You can measure RAM and CPU usage or the latency of the database per query to find bottlenecks in your code, but how do you identify your team's performance issues?
Five years ago I started tracking metrics for my team's performance at Filestage. Measuring development productivity has always been controversial. Is it really better to more lines of code? We've all heard stories of massive performance improvements when changing a single line of code. And by the way, fast isn't enough if your app is full of bugs or if customers don't understand how to use it... are we actually delivering any value?
Before we lose our minds, we have to understand that metrics will never be 100% accurate representations of our objectives; they can always be gamed and should be used only as tools to quickly verify the state. If you really want to draw conclusions, you will have to dig deeper and actually talk to you team. This doesn't mean they are useless, but they must not cloud our judgment, and our focus should always be on our objectives.
While we're at it, let's also clear another thing up: not every metric has to be quantitative. Interviews and surveys will give you valuable insights, if your team is small that's often the most efficient approach.
So what are the objectives of a software development team? Delivering on time and maintaining high quality. If the software is delivered on time and has no bugs, no one will complain of engineering.
So what is out there? When I started tracking, everyone was talking about DORA metrics and DevOps; now it's about DevEx and SPACE , or is it the Core 4? It's easy to get lost among so many frameworks, and if it's your first time approaching them they can seem too abstract. I'll share what has worked for me.
I'm a firm believer that the best work is done when people are happy and satisfied. Yes, you can squeeze performance with pressure in the short term, but eventually people will burn out and leave. Always play the long game. I'm proud that my team consistently scores over 9/10 in satisfaction, even after we had to lay off 20% of the team to avoid bankruptcy at one point.
I insist on putting this metric first because it's the foundation of a high-performing team. If you have very low satisfaction or participation, start digging deeper. Talk to your team; if you genuinely care about them you will gain their trust, and eventually they will share their biggest problems. Is your team drowning in technical debt and firefighting? Has your product team committed to unrealistic expectations, and the pressure is too high? Are team members ever recognized for their work?
In our case, the People department sends surveys every two weeks, and we
receive reports per department using the tool
Officevibe.
Every month I copy the satisfaction and participation values into a
tracking Google Sheet.
This is the best measure of speed I've found so far. In our setup, every
PR that is merged into master is released to production. Each PR must be
approved by at least one other team member, and reviewers are assigned
automatically. All automated CI checks—tests, linting, etc. must pass
before a PR can be merged. Therefore
every PR represents a production-ready, completed technical task.

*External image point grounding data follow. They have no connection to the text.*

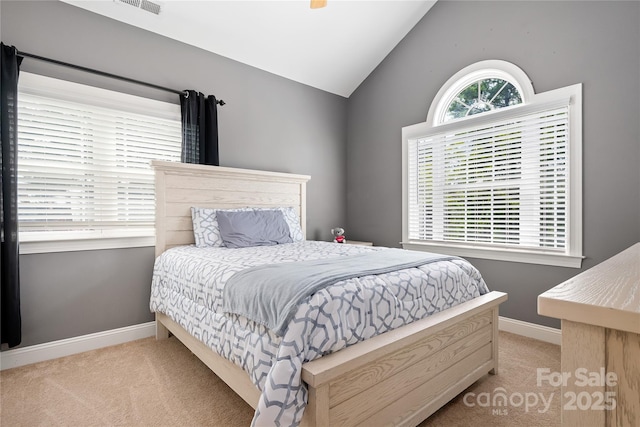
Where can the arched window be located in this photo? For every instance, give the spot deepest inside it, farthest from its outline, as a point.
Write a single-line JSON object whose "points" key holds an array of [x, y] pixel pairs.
{"points": [[494, 172]]}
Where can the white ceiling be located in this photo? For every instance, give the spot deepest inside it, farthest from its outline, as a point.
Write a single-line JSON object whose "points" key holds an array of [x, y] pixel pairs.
{"points": [[334, 48]]}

Yes, like every other metric you could game this one by making absurdly
small PRs, but what would the rest of the team think? Remember, PRs have
to be reviewed.
It will encourage small PRs, but if you ask me that's a good thing.
On average, industry benchmarks show you should merge about 3 PRs per engineer each week (elite teams reach up to 5). If you're below that, talk to your engineers and understand their biggest pain points. Are the tests taking too long, or are they too flaky? Is it simply taking a long time for PRs to be reviewed? After fixing the problems you can track your progress and see whether your improvements paid off—this is what it's all about: having a way to measure progress.
In practice, this metric is easy to obtain: I query the GitHub API with a simple script that counts all PRs merged in the last 30 days and writes the number to a Google Sheet.
Moving fast is only beneficial if we can deliver with high quality. I like measuring the number of technical tickets; every ticket comes from a customer who actively uses our product and has been bothered enough to contact support about an issue. Most frameworks recommend using change-failure rate, but for us it is very rare to need immediate remediation after a deployment, so that metric isn't meaningful. Don't blindly follow frameworks, Always choose what is best for your current situation .
Our company uses Asana, so I use their API to query the technical-tickets board and measure how many new tickets have been opened in the last month. As with other metrics, the script pushes this number to the Google Sheet every week.
In software development, not all of our work directly impacts the customer. Many times we refactor code or update a library to maintain our codebase, but the product doesn't improve for customers. In an ideal world we would spend 100% of our time working on new features. Benchmarks are interesting here: elite teams spend 65% on new features, while average teams spend about 59%.
To gauge our team's impact, we require PR titles to follow the
Conventional Commits spec
and count all PRs in the last month that were feat
. This
isn't perfect because working on new features isn't only about coding; it
also involves talking with Product, understanding the concept, proposing a
technical solution, researching, etc., whereas creating a bug fix is
mostly coding.
Comparing your team with others out there will help you identify the biggest levers for improving your team's performance. Most importantly, it will let you know when you're reaching a point of diminishing returns and when it's time to switch focus.
Use metrics to communicate the state of the team to the rest of the company; it's easier to tell a story if you can measure and showcase progress.
Start simple, you don't need an automated way to gather the data. You can create a quick Google Form or simply ask your team to estimate how many PRs they merge each week, how much time they spend on new features compared with fixing bugs, or how they would grade the development experience.